While the Marlins’ upgrades will be seen in full view between late March and September, their efforts extend past the ballpark and beyond the baseball season, as well.
The team is striving to create better inroads with the community, starting with the cities closest to it in Miami-Dade County and then branching its way out through the rest of South Florida.
The goal: Start building a fan base at the youngest age possible.
“For the past 25 years, for the Miami Marlins, for the most part, a lot of people in the market came from somewhere else,” Bowers said. “They were baseball fans who maybe grew up somewhere else and had prior allegiances. .. Kids here play baseball 365 days a year. This is a tremendous baseball market, not to mention the Latin-American influence that we have here in Miami and their affiliation and love for the game of baseball in their home countries and certainly in the Caribbean.”

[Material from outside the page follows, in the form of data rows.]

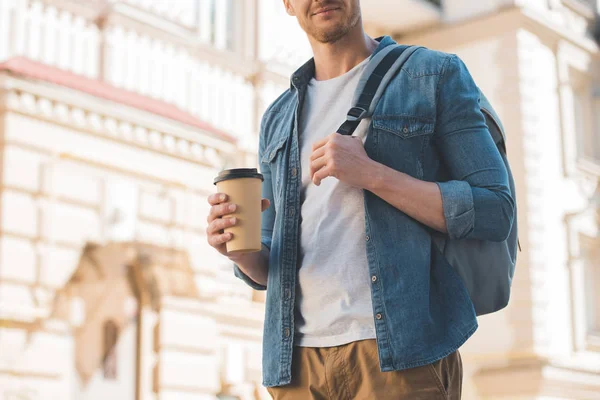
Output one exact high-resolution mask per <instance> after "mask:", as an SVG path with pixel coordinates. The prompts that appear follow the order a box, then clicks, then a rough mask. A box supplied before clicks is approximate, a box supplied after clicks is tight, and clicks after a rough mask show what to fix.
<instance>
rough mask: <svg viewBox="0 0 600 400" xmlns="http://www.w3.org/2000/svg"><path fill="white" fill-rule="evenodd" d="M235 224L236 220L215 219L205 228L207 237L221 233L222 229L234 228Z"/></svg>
mask: <svg viewBox="0 0 600 400" xmlns="http://www.w3.org/2000/svg"><path fill="white" fill-rule="evenodd" d="M236 223H237V218H235V217H233V218H217V219H215V220H214V221H213V222H212V223H211V224H210V225H209V226H208V228H207V232H208V234H209V235H214V234H216V233H223V229H225V228H229V227H232V226H234V225H235V224H236Z"/></svg>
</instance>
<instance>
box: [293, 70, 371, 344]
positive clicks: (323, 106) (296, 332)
mask: <svg viewBox="0 0 600 400" xmlns="http://www.w3.org/2000/svg"><path fill="white" fill-rule="evenodd" d="M367 62H368V59H366V60H364V61H363V62H362V63H360V64H358V65H357V66H355V67H354V68H353V69H352V70H350V71H348V72H347V73H345V74H344V75H341V76H339V77H336V78H333V79H329V80H325V81H317V80H315V79H312V80H311V81H310V83H309V84H308V89H307V93H306V98H305V100H304V101H305V102H304V105H303V108H302V112H301V116H300V146H301V149H300V157H301V166H302V191H301V194H302V197H301V198H302V223H301V226H300V230H301V231H300V246H301V253H300V268H299V271H298V288H297V298H296V323H295V327H296V332H295V335H296V336H295V343H296V345H298V346H307V347H330V346H339V345H342V344H346V343H350V342H353V341H357V340H363V339H373V338H375V324H374V321H373V308H372V303H371V290H370V284H371V278H370V275H369V269H368V264H367V253H366V243H365V210H364V198H363V191H362V190H361V189H358V188H355V187H352V186H350V185H347V184H345V183H343V182H340V181H339V180H338V179H336V178H332V177H328V178H326V179H324V180H323V181H322V182H321V185H320V186H316V185H315V184H314V183H312V181H311V179H310V161H309V159H310V156H311V154H312V145H313V144H314V143H315V142H317V141H319V140H321V139H323V138H325V137H326V136H328V135H330V134H331V133H334V132H336V131H337V129H338V128H339V126H340V125H341V123H342V122H343V121H344V120H345V119H346V113H347V112H348V110H349V109H350V108H351V107H352V99H353V96H354V91H355V90H356V87H357V85H358V81H359V80H360V76H361V74H362V72H363V70H364V68H365V66H366V65H367ZM368 124H369V120H363V121H362V122H361V123H360V125H359V126H358V128H357V129H356V131H355V132H354V135H355V136H359V137H361V138H362V139H363V143H364V140H365V137H366V134H367V128H368Z"/></svg>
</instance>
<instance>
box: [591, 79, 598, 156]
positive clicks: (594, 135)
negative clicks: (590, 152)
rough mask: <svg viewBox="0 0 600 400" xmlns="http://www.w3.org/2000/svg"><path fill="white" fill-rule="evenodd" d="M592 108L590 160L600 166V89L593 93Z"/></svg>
mask: <svg viewBox="0 0 600 400" xmlns="http://www.w3.org/2000/svg"><path fill="white" fill-rule="evenodd" d="M592 107H593V110H594V111H593V115H594V116H595V118H594V122H593V124H594V126H593V131H592V132H593V133H592V135H593V149H594V155H593V157H592V158H593V160H594V161H595V162H596V163H597V164H600V89H596V91H595V93H594V100H593V105H592Z"/></svg>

To make that a reality, the Marlins created a youth baseball strategy department and started the Miami Marlins Tee Ball Initiative, in which they have donated uniforms, hats, and equipment to recreational tee ball programs in Miami-Dade County. According to the Marlins, more than 120 teams across 16 youth baseball and softball leagues are part of the first year of the initiative.
Marlins players and alumni went out to five of those leagues’ opening days throughout February and threw out ceremonial first pitches.
“Just to see the kids and their enthusiasm, having our players on the mounds with the kids, this is just barely scratching the surface for something that we see going on for years and years to come,” Bowers said.
Back at the ballpark, Bowers is already formulating ideas for the next round of upgrades. What might come next is still undetermined. He wants to make sure this first project sets the proper tone.
“It’s one thing to get it built,” Bowers said. “It’s another to make sure we do it right.”
He will find out March 28, when fans make their way to Marlins Park for Opening Day. They listened to what their fans wanted, Jeter said. The goal now is to deliver.
“This was one of the steps,” Jeter said. “I don’t want to say it’s the first step, but it’s another step along the way.”